The trek through the forest was quick, a couple hundred feet to the waterfall where Marcus placed his hand on the weathered and exposed rock face and whispered, “Movere deflectatis.”
“There’s something you don’t see every day,” I whispered to myself, and it certainly wasn’t; the left side of the water moved making a doorway that lead to a cave enveloped in darkness. Marcus went in first and gestured for me to follow.
“Speak for yourself,” Marcus teased and then called out into the darkness “Kortara? I’m back.”
There was a roar from inside the cave that made me back up a little, “Kortara?” I asked wondering what was waiting in the cave. That I couldn’t see.
“Relax, she’s friendly,” Marcus told me smirking a little as Kortara walked calmly towards us. I looked at Marcus and my eyes widened in fear. She had a long serpentine neck which was most of her roughly four foot height. Golden eyes that seemed to sparkle with amusement, her horns and claws were a pristine white that seemed to glow like pearls and her scales were light blue that reflected light like the ocean at its calmest. A two foot tail attached to a close to the ground body. Kortara was a dragon.
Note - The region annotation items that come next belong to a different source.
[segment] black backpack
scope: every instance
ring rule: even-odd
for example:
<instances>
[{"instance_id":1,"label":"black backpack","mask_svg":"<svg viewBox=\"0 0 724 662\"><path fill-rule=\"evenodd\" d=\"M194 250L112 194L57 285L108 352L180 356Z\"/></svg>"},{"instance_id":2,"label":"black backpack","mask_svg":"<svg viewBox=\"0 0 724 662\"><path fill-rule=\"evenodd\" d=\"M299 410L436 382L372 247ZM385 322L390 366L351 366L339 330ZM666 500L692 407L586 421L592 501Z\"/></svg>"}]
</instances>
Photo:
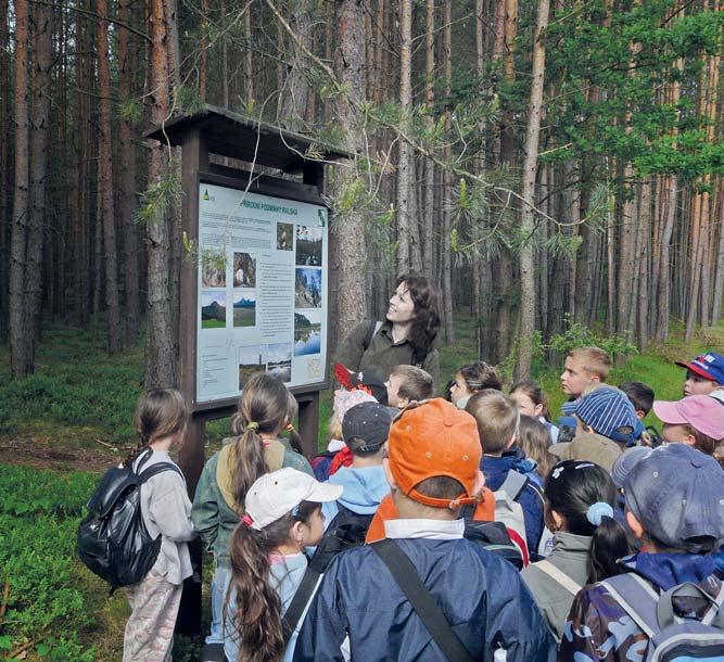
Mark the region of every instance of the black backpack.
<instances>
[{"instance_id":1,"label":"black backpack","mask_svg":"<svg viewBox=\"0 0 724 662\"><path fill-rule=\"evenodd\" d=\"M373 514L358 514L348 508L336 504L339 512L329 523L322 539L309 561L309 565L322 574L330 561L341 551L359 547L365 544L367 530L372 522Z\"/></svg>"},{"instance_id":2,"label":"black backpack","mask_svg":"<svg viewBox=\"0 0 724 662\"><path fill-rule=\"evenodd\" d=\"M78 525L78 556L88 569L111 585L138 584L153 568L161 536L151 537L141 514L140 486L164 471L176 471L169 462L142 471L153 451L144 451L137 469L114 467L105 472L87 504L88 514Z\"/></svg>"},{"instance_id":3,"label":"black backpack","mask_svg":"<svg viewBox=\"0 0 724 662\"><path fill-rule=\"evenodd\" d=\"M461 508L460 518L465 520L465 537L480 545L483 549L499 556L516 570L523 569L523 555L512 542L508 529L503 522L485 522L473 520L474 509L471 506Z\"/></svg>"}]
</instances>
“Hi there,” I greeted. I stepped back a little in fear.
Kortara let out a sound that can only be described as a chuckle, Marcus pinched the bridge of his nose, “there’s no need to laugh at her.” Kortara let out a cross between a growl and a bark, “What?” Marcus asked confused, Kortara looked back and forth between us and did what looked like the equivalent of raising an eyebrow, “No, you are wrong there is nothing there.” Kortara snorted.
I watched what to me appeared to be a one-sided exchange with both confusion and fascination, “Okay what am I missing?”
“Familiars can talk to you. While each little movement can be hard to decipher you get used to it. Fortunately only a magic can hear the voice of their familiar,” he gave Kortara a look and she walked back into the cave.
“So what did I miss just now?”
“Nothing you need to worry about,” he said just a little too quickly, and walked farther into the cave with a brisk pace.
I raised an eyebrow and shook my head, “If it’s nothing then why are you acting embarrassed and defensive?” I called as I ran after him. I stopped when he did. He touched his hand to a barely visible symbol on the wall. He whispered something and blue light emerged from everywhere in the cave. The walls, back, ceiling and floor were covered in swirls of pale blue light. In the very back of the cave carved out of and into the rock was a make-shift two story house.“What is this place?”
“Back during the time of the witch hunts this was a safe haven for witches on the run. It was abandoned until Adrianna and I discovered it during a storm,” Marcus told me. He began to pet Kortara’s neck as he spoke.